I thought that I was empathetic. I thought that I was patient. I thought that I had wisdom and excellent parenting skills that had been hard won through 54 years of life and 31 years of marriage. I thought that Bev's and my marriage could thrive through any adversity. I have now learned that those things are true to a certain extent. But not enough to overcome the strain that 10 years of varying degrees of chaos had affected the two young girls who came to stay with us. They came to us having each other and any normality, or structure would have to penetrate the coping mechanisms they had used to navigate a chaotic road that put them at the end of our driveway.

If I had truly accepted the girls that had shown up at the end of our driveway, I would have accepted the circumstances that had brought them to us. I would not have tried to fix them. I would not have compared them to our kids and the decisions Ben and Grace had made while living with us. I would not have wondered why bed time was so difficult if I would have thought about what life was like when you know that a new day may bring you unexpected things.

Accepting life at the end of the drive is difficult. There is such tension between accepting and expecting; come as you are, versus you can't make poor decisions. We will help you get to sleep, versus you have to go to sleep early in order to be rested for school tomorrow.

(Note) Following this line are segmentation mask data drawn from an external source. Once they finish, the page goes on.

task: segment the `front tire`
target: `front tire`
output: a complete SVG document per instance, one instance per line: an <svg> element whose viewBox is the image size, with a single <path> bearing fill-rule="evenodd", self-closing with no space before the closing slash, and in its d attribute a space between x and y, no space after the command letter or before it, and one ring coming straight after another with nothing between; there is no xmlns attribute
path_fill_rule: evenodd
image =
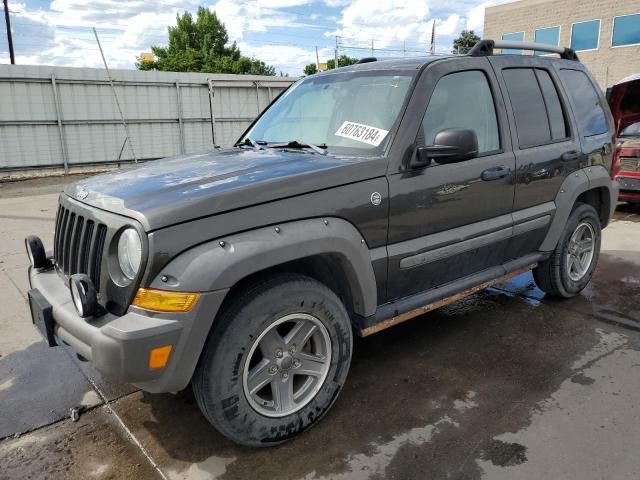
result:
<svg viewBox="0 0 640 480"><path fill-rule="evenodd" d="M302 275L270 277L216 318L192 380L198 406L237 443L277 445L327 413L352 345L347 311L329 288Z"/></svg>
<svg viewBox="0 0 640 480"><path fill-rule="evenodd" d="M571 298L589 283L598 263L600 218L588 204L574 207L551 256L533 270L538 287L555 297Z"/></svg>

That tension was with us throughout the entire placement. Everything was a negotiation. In coming along side the family, all situations had to be negotiated. We would say, "we are partners with your dad and you can't do this or that," which wasn't always true. That is what was negotiated at that time. Their father wouldn't have given two rips about the situation we were negotiating about if we weren't partnered. I would have dealt out much greater consequences if we weren't partnered. So we spent a lot of physical and emotional energy walking the girls along this difficult balance beam between our world, and their dad's.

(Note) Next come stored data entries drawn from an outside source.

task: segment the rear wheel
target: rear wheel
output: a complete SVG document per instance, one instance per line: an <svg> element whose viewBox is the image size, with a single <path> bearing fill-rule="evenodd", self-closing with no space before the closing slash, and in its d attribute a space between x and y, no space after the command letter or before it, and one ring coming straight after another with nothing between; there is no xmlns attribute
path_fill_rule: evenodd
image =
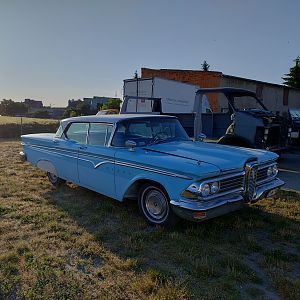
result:
<svg viewBox="0 0 300 300"><path fill-rule="evenodd" d="M156 184L142 185L138 202L140 212L151 225L171 226L178 220L171 209L169 196Z"/></svg>
<svg viewBox="0 0 300 300"><path fill-rule="evenodd" d="M65 183L66 181L64 179L59 178L57 175L47 172L47 176L49 181L54 185L54 186L59 186Z"/></svg>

No, partnering with hurting people creates a tension. A tension that shows how difficult life is for the families that it serves. You want to fix that difficult life. You want them to know that if you don't drink pop for supper, you will be able to get to sleep at a good time and wake refreshed and your concentration will be so much stronger tomorrow at school. With stronger concentration, you will get better grades; graduate from high school, go on to college and meet a good man to create a family; a safe family. You have to give that desire up. If you don't, it will drive you crazy. No! You still can' t have pop for supper for a whole host of reasons, but not because it will fix your life.

Probably nothing done in Safe Families will fix the children. Certainly, nothing that Bev and I did fixed the girls who lived with us for 10 months. It took us a while to understand it. But when we recognized that, it became easier. I finally came up with the metaphor of the asteroid. In this metaphor, the girls' lives have an asteroid streaking towards them. It is a big one. It will cause great devastation. Nothing we can do will stop it streaking toward their world. No, at our point, at the end of our driveway, we can only push, pull and tug at the circumstances. Hopefully, that asteroid is deflected. Hopefully, the time to impact or the angle of deflection is great enough that no harm will come; maybe not. Maybe there will be some impact. Who knows?

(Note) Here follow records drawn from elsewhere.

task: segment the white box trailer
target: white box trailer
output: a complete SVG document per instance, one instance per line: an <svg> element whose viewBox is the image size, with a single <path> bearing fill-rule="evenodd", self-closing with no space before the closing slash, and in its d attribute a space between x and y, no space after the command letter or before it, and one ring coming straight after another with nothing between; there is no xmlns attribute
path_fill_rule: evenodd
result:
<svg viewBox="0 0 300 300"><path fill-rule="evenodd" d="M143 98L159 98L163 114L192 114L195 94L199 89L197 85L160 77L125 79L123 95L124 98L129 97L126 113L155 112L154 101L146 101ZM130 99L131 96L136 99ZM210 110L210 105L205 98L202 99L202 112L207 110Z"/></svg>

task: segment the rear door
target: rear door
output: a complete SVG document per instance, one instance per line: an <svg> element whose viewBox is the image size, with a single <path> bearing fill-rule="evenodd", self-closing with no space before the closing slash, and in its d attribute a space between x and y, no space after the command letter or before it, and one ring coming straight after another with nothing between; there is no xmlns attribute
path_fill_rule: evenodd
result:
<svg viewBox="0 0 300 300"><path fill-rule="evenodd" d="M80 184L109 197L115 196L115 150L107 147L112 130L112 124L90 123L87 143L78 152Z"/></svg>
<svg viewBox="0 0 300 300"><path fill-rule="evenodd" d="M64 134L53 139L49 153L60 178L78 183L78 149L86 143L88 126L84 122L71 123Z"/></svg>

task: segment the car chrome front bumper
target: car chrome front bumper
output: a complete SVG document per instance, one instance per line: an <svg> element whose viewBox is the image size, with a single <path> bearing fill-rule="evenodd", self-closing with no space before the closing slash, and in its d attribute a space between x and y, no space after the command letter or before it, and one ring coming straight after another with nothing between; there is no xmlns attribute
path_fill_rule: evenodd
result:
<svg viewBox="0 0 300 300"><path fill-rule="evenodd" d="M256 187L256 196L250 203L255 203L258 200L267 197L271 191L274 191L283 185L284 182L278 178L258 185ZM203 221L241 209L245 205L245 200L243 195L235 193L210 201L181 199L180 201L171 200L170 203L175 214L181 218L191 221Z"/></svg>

We still have contact with the girls and their father. We give rides, help in emergencies, have the family over for supper once a week and have even started working with their dad to establish a budget to corral their tight finances. Maybe, it will be a fairy tale ending. Maybe, it won't. Either way Bev and I will not have fixed the situation. It wasn't the calling. We were simply called to show up.

From the end of the driveway, take care.